Questions: Few-Shot Learning

5 questions to test your understanding

Score: 0 / 5
Question 1 Multiple Choice

A large model trained on 1000 classes is given 5 examples of a new class and fine-tuned for 100 epochs. Why does this approach typically fail in practice?

AThe model's architecture cannot be extended to new classes without retraining from scratch
BThe model catastrophically overfits to the 5 examples, memorizing them without learning a generalizable representation
CStandard fine-tuning requires at least 100 examples per class to update weights meaningfully
DThe learning rate must be specially tuned for each new class, requiring a separate validation set
Question 2 Multiple Choice

What is the fundamental difference between how prototypical networks and MAML handle a new task at test time?

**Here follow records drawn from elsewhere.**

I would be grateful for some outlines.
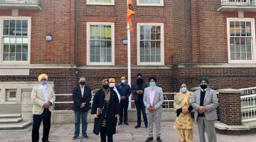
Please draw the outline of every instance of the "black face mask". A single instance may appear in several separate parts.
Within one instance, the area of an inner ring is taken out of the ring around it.
[[[80,84],[80,85],[85,85],[85,82],[79,82],[79,84]]]
[[[202,89],[206,89],[207,88],[207,84],[201,84],[200,87],[202,88]]]
[[[138,78],[138,79],[137,80],[137,82],[138,83],[142,83],[142,82],[143,82],[143,79],[142,79],[142,78]]]
[[[110,87],[110,85],[109,84],[103,84],[103,88],[104,89],[107,89],[107,88],[109,88]]]

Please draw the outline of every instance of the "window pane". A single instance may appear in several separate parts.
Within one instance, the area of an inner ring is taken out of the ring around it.
[[[12,61],[15,60],[15,53],[10,53],[9,58],[9,58],[10,60],[12,60]]]
[[[155,55],[151,55],[151,56],[150,62],[156,62],[156,56]]]
[[[21,45],[16,45],[16,53],[21,53]]]
[[[107,48],[107,55],[111,55],[111,53],[112,53],[111,48]]]
[[[246,46],[246,52],[251,52],[251,51],[252,51],[251,45],[247,45]]]
[[[241,60],[241,55],[240,53],[235,53],[235,60]]]
[[[28,21],[27,20],[23,20],[22,21],[22,28],[28,28]]]
[[[235,60],[235,53],[230,53],[230,60]]]
[[[161,62],[161,56],[160,55],[156,56],[156,62]]]
[[[10,28],[15,28],[15,20],[10,20]]]
[[[16,60],[21,60],[21,53],[16,53]]]
[[[160,48],[156,48],[156,55],[160,55],[161,53],[160,53]]]
[[[28,28],[22,28],[22,36],[28,36]]]
[[[10,53],[15,53],[16,50],[16,47],[14,45],[10,45]]]
[[[16,20],[15,27],[16,28],[21,28],[21,20]]]
[[[144,55],[140,55],[140,61],[145,62],[145,56]]]
[[[150,62],[150,55],[145,55],[145,62]]]
[[[9,61],[9,53],[4,53],[3,54],[3,60],[4,61]]]
[[[4,36],[9,36],[9,28],[4,28],[3,34]]]
[[[235,22],[235,36],[240,36],[240,22]]]
[[[252,60],[252,53],[247,53],[247,60]]]
[[[111,62],[111,55],[107,55],[107,62]]]
[[[95,55],[90,55],[90,62],[95,62]]]
[[[246,60],[246,53],[241,53],[241,60]]]
[[[21,28],[16,29],[16,36],[21,36]]]
[[[142,55],[145,55],[145,48],[140,48],[139,53]]]
[[[9,28],[9,21],[4,20],[4,28]]]
[[[22,53],[28,53],[28,45],[22,46]]]
[[[160,4],[160,0],[139,0],[141,4]]]
[[[15,28],[10,28],[9,36],[15,36]]]
[[[9,45],[4,45],[4,53],[9,53]]]

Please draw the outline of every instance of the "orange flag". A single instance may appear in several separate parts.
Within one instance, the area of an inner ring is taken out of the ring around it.
[[[133,31],[132,26],[132,16],[135,14],[134,7],[132,4],[132,0],[128,0],[127,6],[127,23],[129,23],[130,31]]]

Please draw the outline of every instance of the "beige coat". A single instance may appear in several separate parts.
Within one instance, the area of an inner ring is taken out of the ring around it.
[[[51,111],[53,110],[54,102],[55,101],[55,96],[53,92],[53,89],[51,86],[46,84],[48,92],[48,99],[50,102],[51,105],[48,109]],[[43,93],[43,85],[38,84],[35,86],[31,92],[31,99],[33,100],[33,114],[41,114],[43,111],[43,104],[45,103]]]

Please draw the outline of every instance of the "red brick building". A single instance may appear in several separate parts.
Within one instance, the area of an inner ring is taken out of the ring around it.
[[[134,5],[132,82],[141,72],[156,75],[165,92],[181,82],[196,87],[202,75],[218,89],[255,86],[254,0]],[[80,76],[92,89],[104,78],[127,76],[126,9],[126,0],[0,0],[0,102],[16,89],[5,82],[36,82],[41,73],[56,94],[71,93]]]

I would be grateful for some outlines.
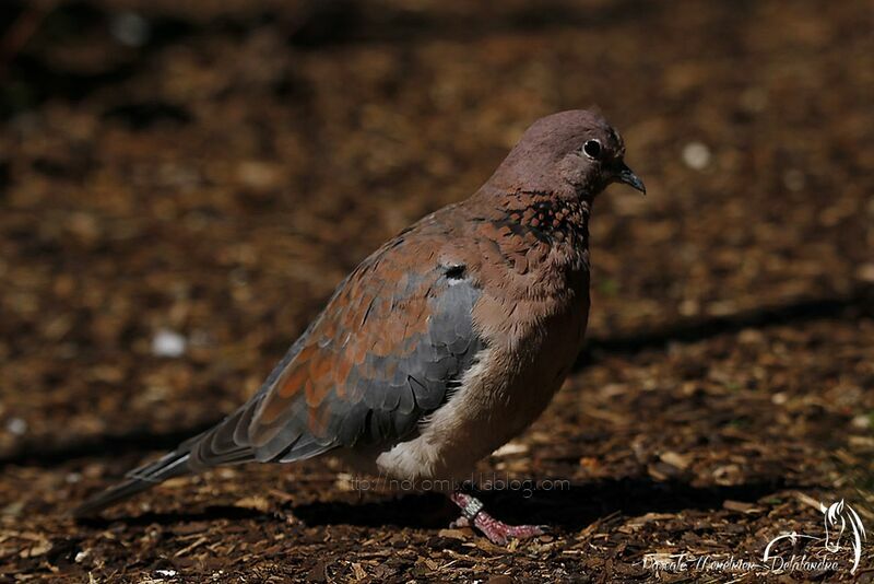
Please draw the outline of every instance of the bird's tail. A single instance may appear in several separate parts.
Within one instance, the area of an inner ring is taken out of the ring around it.
[[[76,518],[90,517],[167,479],[188,475],[192,471],[189,458],[189,451],[180,448],[158,458],[154,463],[135,468],[128,472],[127,480],[92,497],[74,509],[72,515]]]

APrototypical networks require fine-tuning via gradient descent; MAML classifies by nearest prototype without gradient updates
BPrototypical networks classify by distance to learned class prototypes without gradient updates; MAML performs a few gradient steps to adapt to the new task
CPrototypical networks use second-order optimization; MAML uses only first-order distance metrics
DBoth require the same number of gradient steps at test time; they differ only in training procedure
Question 3 True / False

In episodic training for few-shot learning, the model is trained on the same fixed set of classes it will be tested on, just with fewer labeled examples per class.

TTrue
FFalse
Question 4 True / False

Prototypical networks require no gradient updates at test-time inference because the embedding network has been trained to create a space where computing the mean of K support examples captures a class's identity sufficiently for classification.

TTrue
FFalse
Question 5 Short Answer

What does it mean to say few-shot learning models 'learn how to learn,' and how does episodic training implement this goal?

Think about your answer, then reveal below.